The Wise Virgins


The Wise Virgins is a one-act ballet based on the biblical Parable of the Ten Virgins.
It was created in 1940 with choreography by Frederick Ashton, to a score of music by Johann Sebastian Bach orchestrated by William Walton.

History

The music of the ballet was the first to be decided. Some years before, at an evening gathering in Cambridge with Boris Ord and Constant Lambert, the two musicians played some Bach at the piano. One of the pieces was "Sheep may safely graze" which comes from a secular cantata about hunting, Was mir behagt, ist nur die muntre Jagd, BWV 208. Ashton, wanting to use this music and believing it to be a religious subject, chose the parable of the wise and foolish virgins from the Gospel of Matthew.
According to Michael Somes, it was a later meeting with Patrick Hadley where Hadley and Lambert played Bach’s music which settled the sequence of musical numbers for the ballet.
The numbers were selected from Bach’s cantatas and chorale preludes.
Designer Rex Whistler was chosen for his sympathy with Baroque art, from his studies in Rome.
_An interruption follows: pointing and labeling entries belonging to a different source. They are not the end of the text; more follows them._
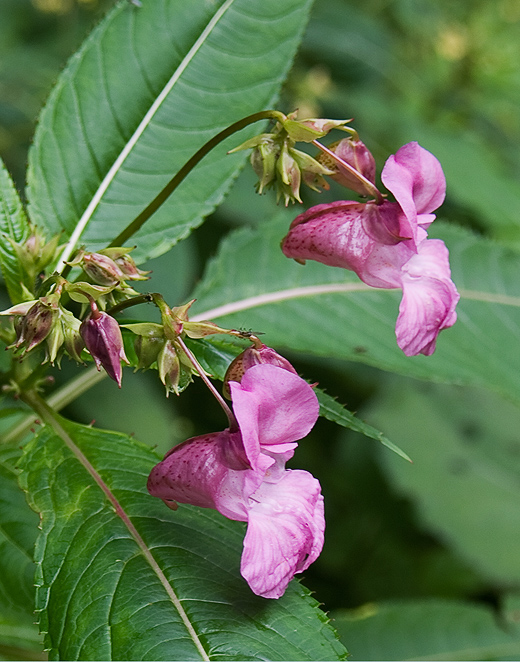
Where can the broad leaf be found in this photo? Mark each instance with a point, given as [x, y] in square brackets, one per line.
[18, 529]
[334, 411]
[329, 312]
[428, 630]
[465, 478]
[215, 355]
[19, 637]
[13, 226]
[148, 88]
[122, 577]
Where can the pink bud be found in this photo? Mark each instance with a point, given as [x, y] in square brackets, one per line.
[104, 341]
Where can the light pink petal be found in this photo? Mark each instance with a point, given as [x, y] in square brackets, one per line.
[429, 299]
[416, 179]
[284, 532]
[210, 471]
[274, 409]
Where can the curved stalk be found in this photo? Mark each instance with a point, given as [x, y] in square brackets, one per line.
[154, 205]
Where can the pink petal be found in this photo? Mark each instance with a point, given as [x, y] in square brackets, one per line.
[209, 471]
[429, 299]
[274, 409]
[416, 179]
[284, 533]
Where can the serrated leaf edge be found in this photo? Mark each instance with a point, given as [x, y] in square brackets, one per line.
[59, 430]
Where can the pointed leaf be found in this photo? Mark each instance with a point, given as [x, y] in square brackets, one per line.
[426, 630]
[18, 529]
[329, 312]
[332, 410]
[148, 88]
[14, 226]
[122, 577]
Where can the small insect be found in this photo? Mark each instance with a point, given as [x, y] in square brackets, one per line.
[247, 333]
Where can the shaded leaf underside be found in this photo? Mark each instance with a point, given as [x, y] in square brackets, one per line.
[122, 577]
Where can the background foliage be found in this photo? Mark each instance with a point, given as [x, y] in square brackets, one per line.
[409, 548]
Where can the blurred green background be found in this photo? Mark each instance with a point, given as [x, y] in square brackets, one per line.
[446, 74]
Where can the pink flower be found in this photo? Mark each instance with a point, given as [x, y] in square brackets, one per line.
[242, 475]
[386, 245]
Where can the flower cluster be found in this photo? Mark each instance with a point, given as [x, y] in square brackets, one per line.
[241, 473]
[386, 245]
[279, 165]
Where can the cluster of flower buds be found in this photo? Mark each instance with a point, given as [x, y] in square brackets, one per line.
[110, 268]
[45, 319]
[35, 253]
[158, 345]
[279, 165]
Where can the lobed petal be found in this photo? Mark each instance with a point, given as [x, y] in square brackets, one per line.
[416, 179]
[274, 408]
[210, 471]
[284, 533]
[429, 299]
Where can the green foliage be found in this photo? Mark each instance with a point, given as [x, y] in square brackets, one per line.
[464, 444]
[17, 535]
[13, 227]
[122, 577]
[329, 312]
[125, 116]
[430, 630]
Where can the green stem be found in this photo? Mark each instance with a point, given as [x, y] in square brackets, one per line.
[134, 301]
[58, 400]
[138, 222]
[233, 423]
[371, 189]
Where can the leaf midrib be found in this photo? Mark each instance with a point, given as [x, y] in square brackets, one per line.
[332, 288]
[130, 144]
[54, 422]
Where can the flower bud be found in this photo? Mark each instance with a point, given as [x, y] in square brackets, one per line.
[169, 367]
[71, 335]
[263, 160]
[250, 357]
[37, 323]
[104, 341]
[355, 154]
[310, 129]
[148, 342]
[54, 341]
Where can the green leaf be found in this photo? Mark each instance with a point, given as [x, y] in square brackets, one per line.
[18, 529]
[465, 441]
[329, 312]
[148, 88]
[426, 630]
[19, 637]
[216, 355]
[332, 410]
[122, 577]
[14, 226]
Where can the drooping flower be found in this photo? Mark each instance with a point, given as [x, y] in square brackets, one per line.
[386, 245]
[241, 473]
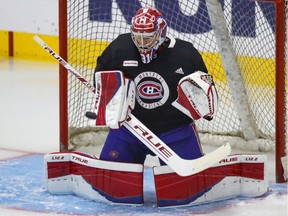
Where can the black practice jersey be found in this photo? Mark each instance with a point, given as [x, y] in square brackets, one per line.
[156, 82]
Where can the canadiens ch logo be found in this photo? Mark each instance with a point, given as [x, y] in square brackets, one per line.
[152, 90]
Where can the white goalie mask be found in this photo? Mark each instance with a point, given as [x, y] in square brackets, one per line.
[148, 31]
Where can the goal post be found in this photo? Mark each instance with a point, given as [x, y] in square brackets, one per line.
[245, 51]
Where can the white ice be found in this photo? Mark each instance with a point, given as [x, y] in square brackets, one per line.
[29, 116]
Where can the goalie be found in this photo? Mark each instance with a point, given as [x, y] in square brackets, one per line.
[164, 82]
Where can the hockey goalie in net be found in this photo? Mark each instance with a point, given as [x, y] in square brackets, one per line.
[164, 82]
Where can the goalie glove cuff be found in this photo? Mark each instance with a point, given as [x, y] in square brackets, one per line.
[197, 96]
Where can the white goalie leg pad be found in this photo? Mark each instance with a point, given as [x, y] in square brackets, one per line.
[102, 181]
[236, 175]
[114, 98]
[197, 96]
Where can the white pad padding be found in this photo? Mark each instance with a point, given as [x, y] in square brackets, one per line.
[246, 184]
[197, 96]
[60, 176]
[114, 98]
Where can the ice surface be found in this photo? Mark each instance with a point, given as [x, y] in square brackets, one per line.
[29, 128]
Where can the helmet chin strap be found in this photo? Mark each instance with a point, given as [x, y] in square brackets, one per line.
[149, 56]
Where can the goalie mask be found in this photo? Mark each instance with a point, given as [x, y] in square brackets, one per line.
[148, 31]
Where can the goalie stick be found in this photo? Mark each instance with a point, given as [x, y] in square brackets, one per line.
[182, 167]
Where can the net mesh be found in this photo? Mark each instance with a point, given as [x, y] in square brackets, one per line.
[93, 24]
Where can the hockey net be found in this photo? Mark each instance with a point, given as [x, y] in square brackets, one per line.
[243, 45]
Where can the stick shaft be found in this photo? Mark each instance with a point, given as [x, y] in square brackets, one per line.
[181, 166]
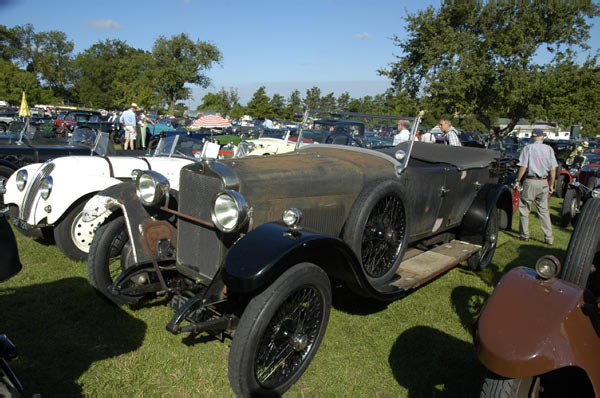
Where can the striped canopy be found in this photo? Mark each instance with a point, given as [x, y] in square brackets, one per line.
[210, 121]
[24, 110]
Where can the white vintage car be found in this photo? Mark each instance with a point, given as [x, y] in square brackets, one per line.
[53, 194]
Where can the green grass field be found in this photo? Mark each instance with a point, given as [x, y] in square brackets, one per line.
[72, 343]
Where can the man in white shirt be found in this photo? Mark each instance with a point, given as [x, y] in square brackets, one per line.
[129, 121]
[403, 133]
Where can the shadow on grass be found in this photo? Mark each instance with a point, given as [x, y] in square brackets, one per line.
[60, 329]
[468, 303]
[344, 299]
[431, 363]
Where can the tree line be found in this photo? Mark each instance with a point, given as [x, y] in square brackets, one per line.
[472, 62]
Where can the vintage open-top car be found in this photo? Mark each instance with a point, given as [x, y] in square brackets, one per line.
[51, 195]
[251, 245]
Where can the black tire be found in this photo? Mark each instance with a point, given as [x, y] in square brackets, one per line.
[377, 230]
[561, 186]
[483, 257]
[570, 208]
[288, 317]
[64, 233]
[581, 251]
[104, 260]
[498, 387]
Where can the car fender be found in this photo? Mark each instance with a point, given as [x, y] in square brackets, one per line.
[65, 195]
[9, 164]
[475, 219]
[266, 252]
[530, 326]
[13, 196]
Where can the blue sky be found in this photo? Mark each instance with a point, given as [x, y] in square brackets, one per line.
[336, 45]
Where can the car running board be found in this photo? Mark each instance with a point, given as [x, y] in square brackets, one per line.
[420, 266]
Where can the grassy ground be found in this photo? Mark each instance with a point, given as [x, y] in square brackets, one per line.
[72, 343]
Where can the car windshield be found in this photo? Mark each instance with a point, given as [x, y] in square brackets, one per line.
[84, 136]
[349, 128]
[180, 146]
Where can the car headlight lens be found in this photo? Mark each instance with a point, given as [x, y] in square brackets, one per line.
[547, 267]
[151, 187]
[21, 179]
[292, 217]
[46, 187]
[230, 211]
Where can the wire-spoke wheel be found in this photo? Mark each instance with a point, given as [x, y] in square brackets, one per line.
[280, 331]
[377, 230]
[109, 256]
[483, 257]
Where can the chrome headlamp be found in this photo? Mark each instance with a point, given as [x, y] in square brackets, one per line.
[46, 187]
[547, 267]
[230, 211]
[21, 179]
[151, 187]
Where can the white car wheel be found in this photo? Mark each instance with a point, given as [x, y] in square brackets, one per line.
[82, 233]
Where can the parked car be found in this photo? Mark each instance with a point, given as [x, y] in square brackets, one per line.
[36, 146]
[52, 195]
[539, 335]
[253, 244]
[583, 186]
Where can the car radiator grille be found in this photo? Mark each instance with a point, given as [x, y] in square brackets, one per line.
[199, 249]
[32, 190]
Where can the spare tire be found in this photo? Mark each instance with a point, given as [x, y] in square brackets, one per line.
[377, 230]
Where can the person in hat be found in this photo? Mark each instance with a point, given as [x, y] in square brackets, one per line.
[129, 121]
[537, 168]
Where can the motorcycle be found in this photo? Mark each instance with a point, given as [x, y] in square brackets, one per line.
[577, 194]
[10, 265]
[538, 334]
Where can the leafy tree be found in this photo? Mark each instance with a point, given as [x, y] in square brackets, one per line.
[98, 70]
[313, 98]
[223, 101]
[259, 106]
[477, 57]
[180, 61]
[13, 81]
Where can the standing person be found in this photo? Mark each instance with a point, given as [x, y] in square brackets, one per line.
[450, 133]
[428, 137]
[128, 120]
[142, 121]
[536, 163]
[403, 133]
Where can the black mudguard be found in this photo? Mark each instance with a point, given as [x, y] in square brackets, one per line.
[473, 224]
[262, 255]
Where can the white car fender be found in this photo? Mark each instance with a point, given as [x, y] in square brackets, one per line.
[13, 196]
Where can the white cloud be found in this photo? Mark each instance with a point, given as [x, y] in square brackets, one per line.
[102, 24]
[361, 36]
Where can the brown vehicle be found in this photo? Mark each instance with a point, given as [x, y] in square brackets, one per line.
[539, 335]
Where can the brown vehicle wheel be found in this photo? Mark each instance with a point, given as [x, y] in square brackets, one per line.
[377, 230]
[498, 387]
[582, 260]
[569, 209]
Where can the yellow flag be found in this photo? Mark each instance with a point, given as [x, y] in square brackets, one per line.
[24, 110]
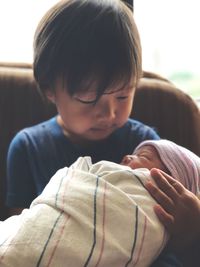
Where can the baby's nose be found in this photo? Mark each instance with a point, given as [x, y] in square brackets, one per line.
[126, 159]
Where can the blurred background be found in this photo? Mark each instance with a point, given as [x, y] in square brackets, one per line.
[168, 30]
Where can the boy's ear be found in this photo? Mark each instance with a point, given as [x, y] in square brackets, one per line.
[50, 95]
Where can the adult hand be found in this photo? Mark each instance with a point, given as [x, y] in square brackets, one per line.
[178, 209]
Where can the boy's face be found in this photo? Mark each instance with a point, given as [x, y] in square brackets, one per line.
[83, 120]
[144, 157]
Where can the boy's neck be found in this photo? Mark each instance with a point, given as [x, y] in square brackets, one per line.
[75, 139]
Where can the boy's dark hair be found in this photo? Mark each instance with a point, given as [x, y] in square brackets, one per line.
[87, 41]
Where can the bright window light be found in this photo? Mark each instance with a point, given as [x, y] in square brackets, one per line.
[169, 33]
[18, 21]
[170, 39]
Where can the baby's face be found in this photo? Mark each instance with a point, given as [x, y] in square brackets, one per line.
[145, 157]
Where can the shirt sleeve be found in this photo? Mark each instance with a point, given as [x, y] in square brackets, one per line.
[20, 185]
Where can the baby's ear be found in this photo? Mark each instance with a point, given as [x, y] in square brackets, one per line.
[50, 95]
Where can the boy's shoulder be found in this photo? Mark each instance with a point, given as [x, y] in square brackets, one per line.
[38, 132]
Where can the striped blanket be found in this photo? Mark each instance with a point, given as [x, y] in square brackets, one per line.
[88, 215]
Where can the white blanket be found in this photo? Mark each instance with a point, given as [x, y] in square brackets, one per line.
[88, 215]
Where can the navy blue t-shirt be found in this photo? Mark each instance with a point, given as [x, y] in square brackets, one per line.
[37, 152]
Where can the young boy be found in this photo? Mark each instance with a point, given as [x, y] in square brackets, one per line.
[98, 214]
[87, 60]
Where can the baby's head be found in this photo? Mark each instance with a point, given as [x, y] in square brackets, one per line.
[176, 160]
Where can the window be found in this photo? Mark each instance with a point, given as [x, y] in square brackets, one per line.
[170, 40]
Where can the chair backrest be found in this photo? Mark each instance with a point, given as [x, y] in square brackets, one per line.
[157, 103]
[170, 111]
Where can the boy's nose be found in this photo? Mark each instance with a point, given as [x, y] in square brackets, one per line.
[108, 111]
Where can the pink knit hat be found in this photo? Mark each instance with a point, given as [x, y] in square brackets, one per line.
[183, 164]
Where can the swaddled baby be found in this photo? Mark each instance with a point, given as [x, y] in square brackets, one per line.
[96, 214]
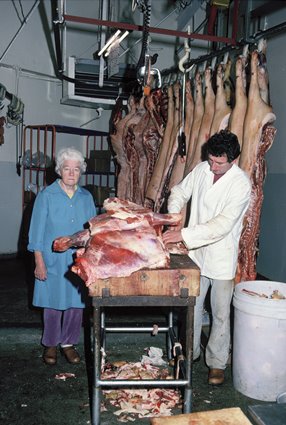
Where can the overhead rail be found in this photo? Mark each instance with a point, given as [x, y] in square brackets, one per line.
[162, 31]
[252, 40]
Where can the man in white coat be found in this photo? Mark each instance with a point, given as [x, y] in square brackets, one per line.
[220, 193]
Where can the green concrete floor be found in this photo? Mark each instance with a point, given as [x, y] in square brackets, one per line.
[30, 394]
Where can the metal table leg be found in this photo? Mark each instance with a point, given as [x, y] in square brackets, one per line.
[188, 361]
[96, 364]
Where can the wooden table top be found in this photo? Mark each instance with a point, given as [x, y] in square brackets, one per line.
[182, 273]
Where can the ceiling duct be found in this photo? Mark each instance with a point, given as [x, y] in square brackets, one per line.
[85, 90]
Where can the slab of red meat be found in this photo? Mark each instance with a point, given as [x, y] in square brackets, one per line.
[119, 242]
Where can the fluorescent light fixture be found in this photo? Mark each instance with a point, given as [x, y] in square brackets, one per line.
[125, 34]
[108, 43]
[117, 41]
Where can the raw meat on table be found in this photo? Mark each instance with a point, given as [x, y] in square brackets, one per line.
[119, 242]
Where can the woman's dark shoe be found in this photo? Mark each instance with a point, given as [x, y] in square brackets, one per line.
[216, 376]
[71, 354]
[50, 355]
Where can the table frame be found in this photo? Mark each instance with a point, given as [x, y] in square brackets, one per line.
[99, 303]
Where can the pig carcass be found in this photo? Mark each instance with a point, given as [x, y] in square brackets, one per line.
[119, 242]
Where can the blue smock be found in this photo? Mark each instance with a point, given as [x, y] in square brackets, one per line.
[54, 215]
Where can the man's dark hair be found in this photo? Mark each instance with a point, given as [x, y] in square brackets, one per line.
[223, 143]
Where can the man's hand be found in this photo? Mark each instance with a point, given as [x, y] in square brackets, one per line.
[172, 236]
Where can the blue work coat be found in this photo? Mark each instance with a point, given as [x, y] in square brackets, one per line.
[54, 215]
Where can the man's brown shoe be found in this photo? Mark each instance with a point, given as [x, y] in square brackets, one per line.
[216, 376]
[71, 354]
[50, 355]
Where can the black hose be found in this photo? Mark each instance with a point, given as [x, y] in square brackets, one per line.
[146, 25]
[57, 35]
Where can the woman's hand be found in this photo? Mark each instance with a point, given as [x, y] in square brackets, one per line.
[172, 236]
[40, 269]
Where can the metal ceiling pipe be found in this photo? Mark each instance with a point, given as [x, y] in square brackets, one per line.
[162, 31]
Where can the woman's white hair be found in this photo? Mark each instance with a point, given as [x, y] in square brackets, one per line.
[69, 153]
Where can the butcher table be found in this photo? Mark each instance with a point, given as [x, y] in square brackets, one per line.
[176, 286]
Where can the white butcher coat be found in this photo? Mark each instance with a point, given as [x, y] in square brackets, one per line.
[215, 223]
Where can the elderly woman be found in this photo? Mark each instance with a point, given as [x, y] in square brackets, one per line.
[60, 209]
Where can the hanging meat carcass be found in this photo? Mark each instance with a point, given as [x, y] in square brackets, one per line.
[172, 152]
[257, 139]
[237, 116]
[197, 119]
[154, 183]
[205, 127]
[119, 242]
[179, 166]
[222, 109]
[120, 125]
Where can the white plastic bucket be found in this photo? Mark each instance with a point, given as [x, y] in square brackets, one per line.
[259, 341]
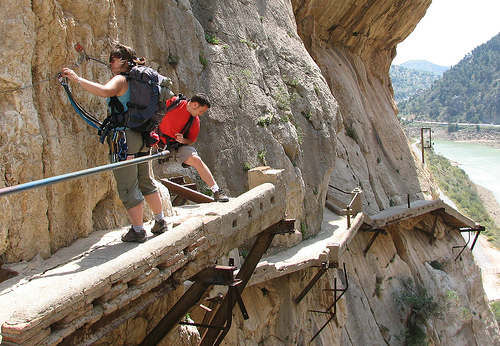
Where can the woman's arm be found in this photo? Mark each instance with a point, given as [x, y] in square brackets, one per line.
[116, 85]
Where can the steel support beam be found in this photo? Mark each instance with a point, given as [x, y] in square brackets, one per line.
[215, 336]
[208, 277]
[186, 192]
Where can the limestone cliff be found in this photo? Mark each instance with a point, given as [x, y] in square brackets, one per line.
[301, 85]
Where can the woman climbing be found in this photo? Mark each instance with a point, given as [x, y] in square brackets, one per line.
[135, 183]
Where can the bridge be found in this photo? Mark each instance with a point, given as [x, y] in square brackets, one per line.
[86, 290]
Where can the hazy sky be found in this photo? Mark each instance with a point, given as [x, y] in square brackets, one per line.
[449, 30]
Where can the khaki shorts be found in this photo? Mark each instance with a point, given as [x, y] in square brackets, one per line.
[183, 153]
[134, 182]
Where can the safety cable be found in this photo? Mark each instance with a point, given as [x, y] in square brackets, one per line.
[86, 116]
[82, 59]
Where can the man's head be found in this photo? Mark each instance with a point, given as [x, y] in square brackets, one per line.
[198, 104]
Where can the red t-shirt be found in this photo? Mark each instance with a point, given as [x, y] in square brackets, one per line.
[174, 121]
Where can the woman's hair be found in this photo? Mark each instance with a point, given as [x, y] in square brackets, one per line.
[126, 53]
[202, 99]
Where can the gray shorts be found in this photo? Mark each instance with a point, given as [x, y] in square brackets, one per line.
[134, 182]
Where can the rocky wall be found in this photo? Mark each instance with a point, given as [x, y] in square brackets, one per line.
[272, 106]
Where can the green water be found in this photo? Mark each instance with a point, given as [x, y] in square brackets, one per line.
[480, 162]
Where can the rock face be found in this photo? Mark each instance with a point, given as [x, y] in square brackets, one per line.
[301, 86]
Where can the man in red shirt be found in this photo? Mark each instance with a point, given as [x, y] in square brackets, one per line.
[179, 130]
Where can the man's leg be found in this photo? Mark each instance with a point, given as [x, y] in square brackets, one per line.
[205, 174]
[201, 167]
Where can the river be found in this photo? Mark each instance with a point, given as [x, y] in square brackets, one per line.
[480, 162]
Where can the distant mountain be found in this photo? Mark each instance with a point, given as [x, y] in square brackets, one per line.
[423, 65]
[469, 92]
[408, 82]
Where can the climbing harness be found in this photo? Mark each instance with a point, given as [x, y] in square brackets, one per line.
[118, 145]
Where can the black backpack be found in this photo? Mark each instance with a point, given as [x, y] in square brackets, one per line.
[145, 109]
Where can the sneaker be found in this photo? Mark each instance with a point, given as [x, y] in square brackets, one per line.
[159, 227]
[220, 196]
[133, 236]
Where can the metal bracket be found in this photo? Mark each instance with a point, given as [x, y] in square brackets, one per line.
[433, 232]
[329, 311]
[468, 230]
[234, 294]
[370, 243]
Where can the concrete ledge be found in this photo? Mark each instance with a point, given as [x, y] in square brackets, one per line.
[52, 305]
[417, 208]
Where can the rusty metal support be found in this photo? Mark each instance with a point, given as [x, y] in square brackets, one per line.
[214, 336]
[468, 230]
[319, 274]
[370, 243]
[185, 192]
[423, 144]
[218, 275]
[334, 304]
[433, 232]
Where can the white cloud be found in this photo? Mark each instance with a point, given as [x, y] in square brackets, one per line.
[449, 30]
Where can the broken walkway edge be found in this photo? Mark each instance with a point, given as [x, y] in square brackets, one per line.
[51, 307]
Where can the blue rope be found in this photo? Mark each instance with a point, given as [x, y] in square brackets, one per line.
[87, 117]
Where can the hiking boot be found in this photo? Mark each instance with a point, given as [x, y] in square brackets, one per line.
[159, 227]
[133, 236]
[220, 196]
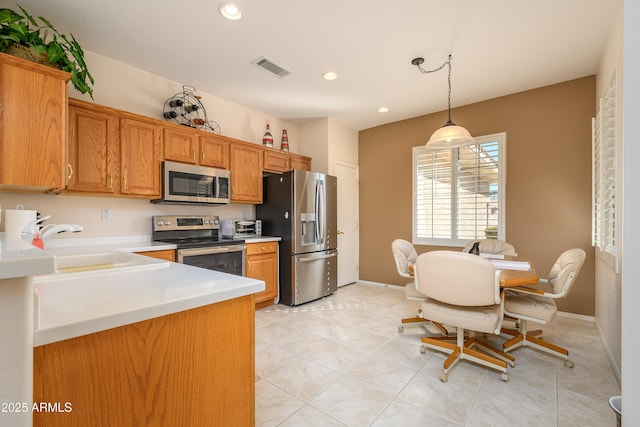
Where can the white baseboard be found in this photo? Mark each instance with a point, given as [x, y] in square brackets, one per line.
[577, 316]
[384, 285]
[615, 368]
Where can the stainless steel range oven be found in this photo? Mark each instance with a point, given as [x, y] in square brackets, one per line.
[199, 243]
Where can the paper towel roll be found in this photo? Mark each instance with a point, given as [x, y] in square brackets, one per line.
[15, 220]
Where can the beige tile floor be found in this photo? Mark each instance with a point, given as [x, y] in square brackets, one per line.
[340, 361]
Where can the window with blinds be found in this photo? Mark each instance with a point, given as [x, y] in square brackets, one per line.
[459, 192]
[605, 176]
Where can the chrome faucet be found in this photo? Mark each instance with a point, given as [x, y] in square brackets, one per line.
[51, 229]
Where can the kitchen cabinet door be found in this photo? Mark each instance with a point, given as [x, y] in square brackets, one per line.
[276, 162]
[297, 161]
[246, 173]
[214, 152]
[140, 156]
[180, 145]
[33, 123]
[281, 162]
[92, 149]
[262, 264]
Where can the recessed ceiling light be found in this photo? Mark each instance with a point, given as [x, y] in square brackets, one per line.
[330, 75]
[230, 11]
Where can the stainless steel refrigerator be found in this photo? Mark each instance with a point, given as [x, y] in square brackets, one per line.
[301, 207]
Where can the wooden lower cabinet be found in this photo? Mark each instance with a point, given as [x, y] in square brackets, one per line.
[262, 264]
[192, 368]
[165, 254]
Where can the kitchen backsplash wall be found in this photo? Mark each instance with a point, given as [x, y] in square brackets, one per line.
[127, 217]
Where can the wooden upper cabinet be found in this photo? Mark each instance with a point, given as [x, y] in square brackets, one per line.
[33, 117]
[140, 157]
[275, 161]
[92, 149]
[190, 146]
[180, 145]
[246, 172]
[297, 161]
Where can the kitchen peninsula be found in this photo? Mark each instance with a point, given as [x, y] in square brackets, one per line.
[137, 341]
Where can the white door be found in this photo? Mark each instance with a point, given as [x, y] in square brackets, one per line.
[347, 175]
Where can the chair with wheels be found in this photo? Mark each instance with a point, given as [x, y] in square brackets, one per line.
[539, 306]
[492, 246]
[405, 255]
[463, 291]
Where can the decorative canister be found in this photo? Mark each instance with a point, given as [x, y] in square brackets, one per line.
[284, 144]
[267, 139]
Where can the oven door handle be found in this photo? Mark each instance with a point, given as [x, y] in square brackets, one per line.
[211, 250]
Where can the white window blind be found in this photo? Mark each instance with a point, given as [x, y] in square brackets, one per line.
[459, 193]
[605, 177]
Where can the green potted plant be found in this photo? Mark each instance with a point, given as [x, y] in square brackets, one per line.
[23, 36]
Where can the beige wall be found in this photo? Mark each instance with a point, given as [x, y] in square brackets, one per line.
[548, 191]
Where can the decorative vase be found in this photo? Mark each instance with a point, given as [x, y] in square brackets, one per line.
[284, 144]
[267, 139]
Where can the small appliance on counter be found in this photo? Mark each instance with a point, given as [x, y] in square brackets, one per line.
[241, 228]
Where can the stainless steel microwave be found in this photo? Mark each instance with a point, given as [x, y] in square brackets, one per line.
[183, 183]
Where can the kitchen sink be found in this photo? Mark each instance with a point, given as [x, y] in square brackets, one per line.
[100, 263]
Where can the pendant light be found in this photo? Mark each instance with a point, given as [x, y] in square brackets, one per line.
[449, 135]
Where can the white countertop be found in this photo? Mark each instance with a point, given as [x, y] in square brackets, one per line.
[96, 301]
[21, 259]
[74, 304]
[262, 239]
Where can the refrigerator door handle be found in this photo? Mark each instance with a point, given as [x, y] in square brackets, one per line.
[318, 235]
[309, 259]
[321, 213]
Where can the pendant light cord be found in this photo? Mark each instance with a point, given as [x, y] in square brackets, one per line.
[418, 62]
[449, 95]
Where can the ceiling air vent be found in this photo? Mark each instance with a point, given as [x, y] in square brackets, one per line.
[271, 67]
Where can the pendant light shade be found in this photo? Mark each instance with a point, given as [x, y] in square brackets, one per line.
[450, 135]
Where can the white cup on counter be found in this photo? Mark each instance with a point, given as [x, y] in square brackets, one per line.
[15, 221]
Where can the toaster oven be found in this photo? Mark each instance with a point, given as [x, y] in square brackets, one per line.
[239, 228]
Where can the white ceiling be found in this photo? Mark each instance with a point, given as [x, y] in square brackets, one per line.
[498, 46]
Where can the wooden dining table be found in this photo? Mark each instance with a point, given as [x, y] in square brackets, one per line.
[511, 277]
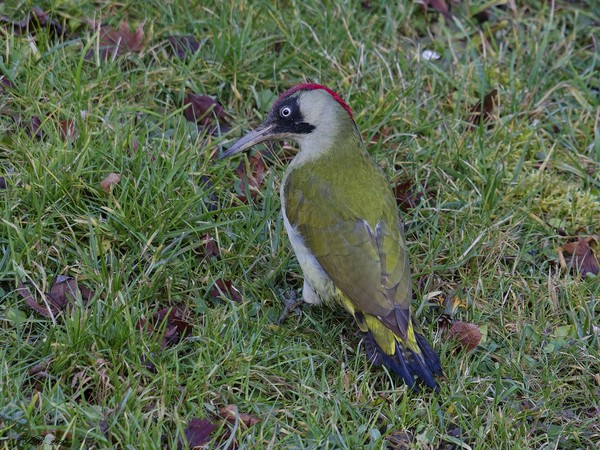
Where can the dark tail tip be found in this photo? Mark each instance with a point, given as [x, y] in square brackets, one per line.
[407, 364]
Ashton was also inspired by 18th century sculpture and architecture, and tried to depict with the dancers' bodies "the swirling, rich, elaborate contortions of the baroque."
The Wise Virgins was first performed on 24 April 1940 by the Vic Wells Company at Sadler's Wells Theatre, with Margot Fonteyn, Michael Somes, Claude Newman, and Annabel Farjeon in the leading roles. It continued in the company’s repertoire until 1944. A suite of movements from the ballet has been recorded several times since then.

Ballet Suite

The scoring is 2 flutes, 2 oboes, 2 clarinets, 2 bassoons, 4 horns, 2 trumpets, 3 trombones, timpani and strings.
  1. What God hath done, is rightly done
  2. Lord, hear my longing
  3. See what His love can do
  4. Ah! How ephemeral
  5. Sheep may safely graze
  6. Praise be to God
The suite was used for the ballet Cantus Firmus by the Ballet Vlaamderen, with choreography by Jeanne Brabants, in 1970.